What I’ve shipped: Nothing :(

What I’m working on: Text prompt to generated visuals audio responsive videos

What I see in the near-future: Movies that are incorporate on-the-fly generated assets from genre, themes, specific actors/locales/time periods

Dream journals with automated visuals - topic model sentences to grab the most important text, create visuals, mint journal entry?

Language learning through conversation and real-time transcription. Ex. Spanish learner stumbles in conversation and switches back to English for a few words - transcription software notes down the english and marks as new vocabulary.

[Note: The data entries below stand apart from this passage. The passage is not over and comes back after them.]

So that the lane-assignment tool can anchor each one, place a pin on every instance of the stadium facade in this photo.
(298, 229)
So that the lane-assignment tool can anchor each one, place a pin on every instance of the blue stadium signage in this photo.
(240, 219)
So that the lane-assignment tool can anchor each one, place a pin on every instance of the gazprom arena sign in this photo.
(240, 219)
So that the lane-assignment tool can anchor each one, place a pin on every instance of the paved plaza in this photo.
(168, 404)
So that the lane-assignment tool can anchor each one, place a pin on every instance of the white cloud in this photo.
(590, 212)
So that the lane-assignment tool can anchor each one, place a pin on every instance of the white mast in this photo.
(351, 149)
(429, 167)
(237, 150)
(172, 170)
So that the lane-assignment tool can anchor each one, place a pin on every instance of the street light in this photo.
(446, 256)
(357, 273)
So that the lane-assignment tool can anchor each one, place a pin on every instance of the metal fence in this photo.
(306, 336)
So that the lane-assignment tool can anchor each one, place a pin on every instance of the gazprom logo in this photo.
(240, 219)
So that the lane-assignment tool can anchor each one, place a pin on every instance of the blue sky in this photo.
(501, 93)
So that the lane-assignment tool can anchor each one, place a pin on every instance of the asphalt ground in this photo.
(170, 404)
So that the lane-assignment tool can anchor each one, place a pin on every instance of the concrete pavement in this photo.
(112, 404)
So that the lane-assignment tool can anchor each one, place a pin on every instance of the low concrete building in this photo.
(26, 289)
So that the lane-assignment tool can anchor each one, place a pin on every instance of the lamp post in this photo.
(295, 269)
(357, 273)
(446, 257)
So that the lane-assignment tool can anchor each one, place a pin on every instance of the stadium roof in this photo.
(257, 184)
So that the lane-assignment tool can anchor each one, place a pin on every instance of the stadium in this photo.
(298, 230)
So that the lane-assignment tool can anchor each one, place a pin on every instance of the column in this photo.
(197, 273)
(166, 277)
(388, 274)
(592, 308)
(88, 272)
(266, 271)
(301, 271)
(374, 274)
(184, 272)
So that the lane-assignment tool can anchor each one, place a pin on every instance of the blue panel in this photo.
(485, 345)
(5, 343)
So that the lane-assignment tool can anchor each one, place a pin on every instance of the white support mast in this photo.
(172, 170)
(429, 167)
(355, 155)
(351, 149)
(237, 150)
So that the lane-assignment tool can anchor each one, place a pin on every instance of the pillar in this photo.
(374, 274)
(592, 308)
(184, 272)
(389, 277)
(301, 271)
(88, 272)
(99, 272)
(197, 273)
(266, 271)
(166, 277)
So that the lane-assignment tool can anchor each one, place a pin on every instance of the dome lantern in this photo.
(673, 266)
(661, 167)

What will change in the near-future?

Context -

with iterations in text to image generation it might be possible within the next few years to generate movies from stories

Current tools to generate images from text and how I’m working with them.

VQGAN + CLIP

GANs (Generative Adversarial Networks) are systems where two neural networks are pitted against one another: a generator which synthesizes images or data, and a discriminator which scores how plausible the results are. The system feeds back on itself to incrementally improve its score.

CLIP (Contrastive Language–Image Pre-training) is a companion third neural network which finds images based on natural language descriptions, which are what’s initially fed into the VQGAN.

helpful tutorial

colab link to run it

CogView

CogView

These notebooks + following along with this tutorial by Lia Coleman to create a beat detector along with video in TouchDesigner will eventually lead to generated visual videos for mixes. Somewhere along the way, I want to add custom trained StyleGanADA model to “walk” along different images, creating a video to use for audio modulation.